(Reuters) – When the coronavirus pandemic shut down New York City nearly three months ago, Jocelyn Tsai rushed to fill out an online application to foster a dog from the Animal Care Centers of NYC.
But by the end of March, the shelter had only a few dogs left. New Yorkers had already flooded the facility looking for pets to adopt.
One of the dogs still available at the shelter’s Harlem location was a red-haired, mixed-breed male dog named Archer.
“I ended up just falling in love with him,” Tsai said during a walk with Archer in Central Park. “And I adopted him two weeks after.”
Archer became Tsai’s constant companion as she sought to stave off the loneliness and isolation from social distancing restrictions imposed to slow the spread of the coronavirus.

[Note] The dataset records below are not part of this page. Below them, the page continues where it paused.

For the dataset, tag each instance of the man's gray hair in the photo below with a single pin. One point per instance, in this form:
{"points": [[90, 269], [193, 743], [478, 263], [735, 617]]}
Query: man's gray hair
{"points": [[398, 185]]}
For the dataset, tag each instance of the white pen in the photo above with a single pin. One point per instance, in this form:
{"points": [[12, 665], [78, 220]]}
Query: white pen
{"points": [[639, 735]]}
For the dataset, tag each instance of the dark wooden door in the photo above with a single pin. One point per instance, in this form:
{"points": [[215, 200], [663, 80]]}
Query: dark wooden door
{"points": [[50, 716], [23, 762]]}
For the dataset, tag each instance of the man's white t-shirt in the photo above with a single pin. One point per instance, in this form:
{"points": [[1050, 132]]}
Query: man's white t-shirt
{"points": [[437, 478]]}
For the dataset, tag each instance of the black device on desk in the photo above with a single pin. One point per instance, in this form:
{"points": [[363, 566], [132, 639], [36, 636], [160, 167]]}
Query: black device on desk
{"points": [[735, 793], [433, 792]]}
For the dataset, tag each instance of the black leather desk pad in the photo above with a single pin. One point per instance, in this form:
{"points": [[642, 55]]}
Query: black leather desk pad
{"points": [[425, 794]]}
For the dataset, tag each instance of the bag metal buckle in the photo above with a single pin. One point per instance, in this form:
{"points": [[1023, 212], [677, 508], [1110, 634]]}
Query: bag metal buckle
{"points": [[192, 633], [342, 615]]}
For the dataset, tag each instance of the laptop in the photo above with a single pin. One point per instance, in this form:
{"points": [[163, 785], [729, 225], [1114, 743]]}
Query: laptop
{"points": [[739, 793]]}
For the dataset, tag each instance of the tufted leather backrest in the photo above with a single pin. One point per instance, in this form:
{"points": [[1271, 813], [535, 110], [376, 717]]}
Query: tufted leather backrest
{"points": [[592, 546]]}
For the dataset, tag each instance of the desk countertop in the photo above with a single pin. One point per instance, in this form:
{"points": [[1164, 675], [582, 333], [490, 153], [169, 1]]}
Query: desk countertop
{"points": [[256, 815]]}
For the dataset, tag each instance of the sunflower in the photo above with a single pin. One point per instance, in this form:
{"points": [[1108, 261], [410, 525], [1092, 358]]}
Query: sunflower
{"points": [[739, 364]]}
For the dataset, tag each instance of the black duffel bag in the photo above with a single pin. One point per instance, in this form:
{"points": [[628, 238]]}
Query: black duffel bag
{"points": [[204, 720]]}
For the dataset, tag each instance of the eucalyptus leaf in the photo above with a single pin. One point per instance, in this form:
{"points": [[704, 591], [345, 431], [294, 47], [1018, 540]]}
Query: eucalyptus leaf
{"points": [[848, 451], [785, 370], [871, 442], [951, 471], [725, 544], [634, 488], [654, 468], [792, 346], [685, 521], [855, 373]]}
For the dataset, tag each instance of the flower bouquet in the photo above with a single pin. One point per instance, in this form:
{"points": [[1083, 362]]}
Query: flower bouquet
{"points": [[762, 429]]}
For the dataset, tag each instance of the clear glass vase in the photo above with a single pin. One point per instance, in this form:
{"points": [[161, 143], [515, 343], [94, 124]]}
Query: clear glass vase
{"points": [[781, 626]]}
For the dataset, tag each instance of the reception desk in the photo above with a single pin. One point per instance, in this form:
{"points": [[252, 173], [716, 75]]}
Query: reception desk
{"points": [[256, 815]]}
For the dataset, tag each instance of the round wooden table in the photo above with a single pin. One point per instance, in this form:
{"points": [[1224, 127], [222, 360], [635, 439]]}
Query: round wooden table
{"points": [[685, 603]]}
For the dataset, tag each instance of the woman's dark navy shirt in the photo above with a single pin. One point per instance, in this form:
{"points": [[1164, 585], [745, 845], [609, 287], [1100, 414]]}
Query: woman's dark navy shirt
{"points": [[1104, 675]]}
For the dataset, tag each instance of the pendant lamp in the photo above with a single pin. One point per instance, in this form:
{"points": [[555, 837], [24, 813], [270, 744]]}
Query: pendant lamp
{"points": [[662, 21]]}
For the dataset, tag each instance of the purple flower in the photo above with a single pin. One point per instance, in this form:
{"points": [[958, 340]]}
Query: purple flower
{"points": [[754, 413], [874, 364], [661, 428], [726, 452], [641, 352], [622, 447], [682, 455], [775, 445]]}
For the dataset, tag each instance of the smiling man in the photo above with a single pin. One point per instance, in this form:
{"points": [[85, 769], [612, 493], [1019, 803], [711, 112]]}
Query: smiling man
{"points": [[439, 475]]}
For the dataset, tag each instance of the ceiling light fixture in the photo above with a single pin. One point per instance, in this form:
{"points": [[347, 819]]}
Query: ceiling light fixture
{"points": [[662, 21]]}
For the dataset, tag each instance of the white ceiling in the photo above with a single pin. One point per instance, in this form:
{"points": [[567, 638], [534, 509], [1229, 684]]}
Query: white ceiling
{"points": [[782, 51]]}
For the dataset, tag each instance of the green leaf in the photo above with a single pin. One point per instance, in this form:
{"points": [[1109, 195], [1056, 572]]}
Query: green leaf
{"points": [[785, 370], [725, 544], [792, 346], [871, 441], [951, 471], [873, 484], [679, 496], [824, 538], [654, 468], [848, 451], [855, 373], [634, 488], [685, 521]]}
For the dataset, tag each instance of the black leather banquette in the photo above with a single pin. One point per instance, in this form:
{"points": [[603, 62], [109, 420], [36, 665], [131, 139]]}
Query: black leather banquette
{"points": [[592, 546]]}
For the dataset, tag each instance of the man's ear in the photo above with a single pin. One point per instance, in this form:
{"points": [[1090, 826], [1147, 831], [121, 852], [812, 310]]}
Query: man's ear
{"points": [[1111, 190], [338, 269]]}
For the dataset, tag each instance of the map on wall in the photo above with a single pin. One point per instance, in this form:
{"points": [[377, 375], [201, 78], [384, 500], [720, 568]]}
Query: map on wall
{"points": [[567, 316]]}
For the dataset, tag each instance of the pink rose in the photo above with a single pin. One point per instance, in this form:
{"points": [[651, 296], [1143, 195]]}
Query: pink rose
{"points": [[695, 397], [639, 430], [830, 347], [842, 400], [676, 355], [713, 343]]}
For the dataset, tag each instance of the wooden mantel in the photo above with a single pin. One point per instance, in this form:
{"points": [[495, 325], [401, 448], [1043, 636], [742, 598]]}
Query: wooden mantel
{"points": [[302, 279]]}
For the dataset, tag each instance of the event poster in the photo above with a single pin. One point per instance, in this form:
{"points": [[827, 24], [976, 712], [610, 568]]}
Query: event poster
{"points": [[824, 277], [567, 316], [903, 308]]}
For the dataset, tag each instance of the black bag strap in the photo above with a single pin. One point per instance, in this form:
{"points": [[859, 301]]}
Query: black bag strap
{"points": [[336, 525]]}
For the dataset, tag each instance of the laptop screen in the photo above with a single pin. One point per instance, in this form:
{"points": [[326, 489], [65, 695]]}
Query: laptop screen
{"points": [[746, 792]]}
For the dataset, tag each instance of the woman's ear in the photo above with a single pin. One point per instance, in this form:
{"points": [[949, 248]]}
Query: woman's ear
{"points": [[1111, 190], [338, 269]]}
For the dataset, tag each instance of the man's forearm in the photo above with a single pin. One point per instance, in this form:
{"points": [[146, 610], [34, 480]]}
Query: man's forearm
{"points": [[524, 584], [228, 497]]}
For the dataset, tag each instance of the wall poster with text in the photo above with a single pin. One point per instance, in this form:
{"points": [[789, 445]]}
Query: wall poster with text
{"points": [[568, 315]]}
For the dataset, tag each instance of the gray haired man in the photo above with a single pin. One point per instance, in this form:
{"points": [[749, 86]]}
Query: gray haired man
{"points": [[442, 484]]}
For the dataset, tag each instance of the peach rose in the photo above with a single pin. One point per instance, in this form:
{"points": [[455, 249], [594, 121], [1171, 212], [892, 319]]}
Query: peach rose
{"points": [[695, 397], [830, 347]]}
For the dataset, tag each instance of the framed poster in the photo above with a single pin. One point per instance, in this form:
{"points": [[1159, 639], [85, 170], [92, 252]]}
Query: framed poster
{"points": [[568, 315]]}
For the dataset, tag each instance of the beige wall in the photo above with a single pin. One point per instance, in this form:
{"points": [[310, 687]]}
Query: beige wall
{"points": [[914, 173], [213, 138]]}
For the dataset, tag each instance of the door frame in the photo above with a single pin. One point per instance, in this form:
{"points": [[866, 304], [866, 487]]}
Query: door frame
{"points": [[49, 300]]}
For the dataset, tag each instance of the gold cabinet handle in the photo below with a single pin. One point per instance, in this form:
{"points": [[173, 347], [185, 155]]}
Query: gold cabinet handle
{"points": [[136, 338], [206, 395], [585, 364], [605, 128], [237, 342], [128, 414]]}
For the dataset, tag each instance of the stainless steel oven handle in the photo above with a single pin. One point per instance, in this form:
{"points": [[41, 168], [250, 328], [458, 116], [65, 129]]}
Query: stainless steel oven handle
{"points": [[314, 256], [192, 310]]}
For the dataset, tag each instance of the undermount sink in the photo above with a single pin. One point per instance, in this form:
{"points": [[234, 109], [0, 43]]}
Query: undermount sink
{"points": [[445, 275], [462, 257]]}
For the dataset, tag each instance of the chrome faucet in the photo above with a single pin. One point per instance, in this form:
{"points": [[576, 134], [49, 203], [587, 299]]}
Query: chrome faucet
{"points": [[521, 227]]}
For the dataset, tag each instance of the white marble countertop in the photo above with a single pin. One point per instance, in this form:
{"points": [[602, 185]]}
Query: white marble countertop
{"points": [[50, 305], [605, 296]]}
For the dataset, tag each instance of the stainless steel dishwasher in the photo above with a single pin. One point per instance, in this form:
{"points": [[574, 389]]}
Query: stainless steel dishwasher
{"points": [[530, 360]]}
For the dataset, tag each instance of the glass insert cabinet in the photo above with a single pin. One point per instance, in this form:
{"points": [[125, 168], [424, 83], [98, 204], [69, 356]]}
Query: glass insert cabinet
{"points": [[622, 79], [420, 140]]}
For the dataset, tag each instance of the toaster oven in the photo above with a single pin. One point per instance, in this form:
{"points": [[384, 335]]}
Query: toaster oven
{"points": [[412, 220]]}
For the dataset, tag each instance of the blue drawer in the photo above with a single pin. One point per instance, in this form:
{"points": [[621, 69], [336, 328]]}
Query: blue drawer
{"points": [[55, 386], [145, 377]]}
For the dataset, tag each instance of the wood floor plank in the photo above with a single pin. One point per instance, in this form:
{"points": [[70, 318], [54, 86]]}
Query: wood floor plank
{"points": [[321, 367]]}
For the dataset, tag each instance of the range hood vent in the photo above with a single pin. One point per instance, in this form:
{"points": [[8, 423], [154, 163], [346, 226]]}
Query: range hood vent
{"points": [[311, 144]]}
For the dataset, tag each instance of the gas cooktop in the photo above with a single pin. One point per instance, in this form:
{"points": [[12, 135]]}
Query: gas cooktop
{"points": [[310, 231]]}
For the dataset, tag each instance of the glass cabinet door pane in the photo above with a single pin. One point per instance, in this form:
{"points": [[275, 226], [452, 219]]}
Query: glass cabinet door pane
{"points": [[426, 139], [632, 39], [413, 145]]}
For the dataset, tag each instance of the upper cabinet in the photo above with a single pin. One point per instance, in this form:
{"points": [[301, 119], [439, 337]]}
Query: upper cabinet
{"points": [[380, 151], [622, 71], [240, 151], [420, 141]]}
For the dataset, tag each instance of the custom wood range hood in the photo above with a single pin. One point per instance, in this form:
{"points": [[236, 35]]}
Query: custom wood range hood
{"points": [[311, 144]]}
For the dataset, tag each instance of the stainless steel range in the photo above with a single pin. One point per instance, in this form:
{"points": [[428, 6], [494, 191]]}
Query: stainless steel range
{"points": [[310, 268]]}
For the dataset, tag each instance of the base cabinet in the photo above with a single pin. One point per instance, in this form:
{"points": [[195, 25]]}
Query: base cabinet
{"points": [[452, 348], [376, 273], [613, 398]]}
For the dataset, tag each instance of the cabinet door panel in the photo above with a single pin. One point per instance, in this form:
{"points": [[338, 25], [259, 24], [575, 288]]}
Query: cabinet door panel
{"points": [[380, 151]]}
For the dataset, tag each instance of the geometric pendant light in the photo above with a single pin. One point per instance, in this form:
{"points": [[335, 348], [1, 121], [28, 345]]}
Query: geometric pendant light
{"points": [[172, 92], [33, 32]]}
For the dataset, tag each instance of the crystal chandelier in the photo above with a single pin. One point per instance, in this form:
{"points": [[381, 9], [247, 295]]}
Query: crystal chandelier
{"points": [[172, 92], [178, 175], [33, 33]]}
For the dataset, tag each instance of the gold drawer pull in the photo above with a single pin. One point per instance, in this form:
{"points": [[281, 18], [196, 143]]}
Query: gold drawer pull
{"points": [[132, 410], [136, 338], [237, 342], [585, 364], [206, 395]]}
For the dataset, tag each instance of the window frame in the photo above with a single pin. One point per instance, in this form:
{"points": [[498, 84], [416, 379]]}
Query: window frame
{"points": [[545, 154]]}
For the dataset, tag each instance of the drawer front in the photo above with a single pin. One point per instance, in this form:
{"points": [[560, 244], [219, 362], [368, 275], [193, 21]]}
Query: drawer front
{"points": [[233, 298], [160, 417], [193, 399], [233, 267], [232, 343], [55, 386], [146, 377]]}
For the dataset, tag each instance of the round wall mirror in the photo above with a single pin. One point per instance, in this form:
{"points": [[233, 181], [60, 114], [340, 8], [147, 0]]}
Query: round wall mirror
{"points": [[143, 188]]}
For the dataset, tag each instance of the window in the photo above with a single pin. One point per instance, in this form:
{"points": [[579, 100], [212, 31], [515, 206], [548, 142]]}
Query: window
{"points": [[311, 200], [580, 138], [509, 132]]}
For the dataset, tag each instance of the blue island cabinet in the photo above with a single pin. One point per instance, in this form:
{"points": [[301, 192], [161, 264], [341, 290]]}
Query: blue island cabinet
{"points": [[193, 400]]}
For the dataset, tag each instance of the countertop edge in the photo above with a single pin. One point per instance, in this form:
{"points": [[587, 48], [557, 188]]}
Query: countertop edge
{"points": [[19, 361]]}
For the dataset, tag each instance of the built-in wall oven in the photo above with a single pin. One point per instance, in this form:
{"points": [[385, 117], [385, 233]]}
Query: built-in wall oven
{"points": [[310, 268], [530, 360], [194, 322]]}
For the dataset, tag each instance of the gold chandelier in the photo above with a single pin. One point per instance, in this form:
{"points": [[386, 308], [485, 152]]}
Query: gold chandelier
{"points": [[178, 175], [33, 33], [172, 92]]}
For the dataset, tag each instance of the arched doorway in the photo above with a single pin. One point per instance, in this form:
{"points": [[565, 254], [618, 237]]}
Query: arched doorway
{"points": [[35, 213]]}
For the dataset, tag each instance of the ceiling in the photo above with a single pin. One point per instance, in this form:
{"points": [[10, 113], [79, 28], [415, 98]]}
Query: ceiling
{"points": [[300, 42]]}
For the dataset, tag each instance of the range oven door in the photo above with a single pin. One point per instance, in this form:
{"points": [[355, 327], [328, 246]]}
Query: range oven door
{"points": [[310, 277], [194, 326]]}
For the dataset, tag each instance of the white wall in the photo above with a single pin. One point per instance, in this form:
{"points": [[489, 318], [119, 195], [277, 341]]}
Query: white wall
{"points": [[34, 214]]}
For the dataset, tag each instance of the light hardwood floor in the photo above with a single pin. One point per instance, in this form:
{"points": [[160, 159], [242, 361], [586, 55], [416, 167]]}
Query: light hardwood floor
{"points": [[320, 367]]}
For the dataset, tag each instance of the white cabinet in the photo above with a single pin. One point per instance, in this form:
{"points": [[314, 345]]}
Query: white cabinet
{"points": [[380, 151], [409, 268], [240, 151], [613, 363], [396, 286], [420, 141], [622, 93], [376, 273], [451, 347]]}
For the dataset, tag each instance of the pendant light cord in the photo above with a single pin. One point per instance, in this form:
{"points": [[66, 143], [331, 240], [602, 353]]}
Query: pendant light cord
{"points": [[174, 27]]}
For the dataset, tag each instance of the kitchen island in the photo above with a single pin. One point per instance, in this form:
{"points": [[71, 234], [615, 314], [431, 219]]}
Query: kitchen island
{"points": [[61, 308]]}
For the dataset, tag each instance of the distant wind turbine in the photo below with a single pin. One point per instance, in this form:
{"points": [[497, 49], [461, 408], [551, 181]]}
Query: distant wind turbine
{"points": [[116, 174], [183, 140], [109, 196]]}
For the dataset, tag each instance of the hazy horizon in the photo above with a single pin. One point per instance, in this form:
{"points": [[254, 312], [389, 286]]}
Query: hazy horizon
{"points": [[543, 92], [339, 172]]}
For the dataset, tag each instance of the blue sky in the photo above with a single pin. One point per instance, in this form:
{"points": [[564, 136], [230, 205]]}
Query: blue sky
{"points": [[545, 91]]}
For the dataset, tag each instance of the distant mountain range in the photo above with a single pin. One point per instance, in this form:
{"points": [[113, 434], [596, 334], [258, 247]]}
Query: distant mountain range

After the Animal Care Centers of NYC launched a social media campaign near the start of the pandemic to encourage New Yorkers to foster and adopt pets, Julia Lubbock, the shelter’s foster supervisor, said the response was “unbelievable.”
“We got 3,000 within the first day and that rose to 5,000, 6,000 very, very quickly,” Lubbock said. “We have never been in the position to have more foster parents than we do animals.”
Lubbock said the response gave everybody in the shelter a lot of hope and joy at a time when people were nervous to go outside.
“It feels amazing. It feels like we are part of something really, really special right now,” she said.
Since March 13, the Animal Care Centers of NYC said it has placed around 800 animals in foster care, with more than 600 of them adopted.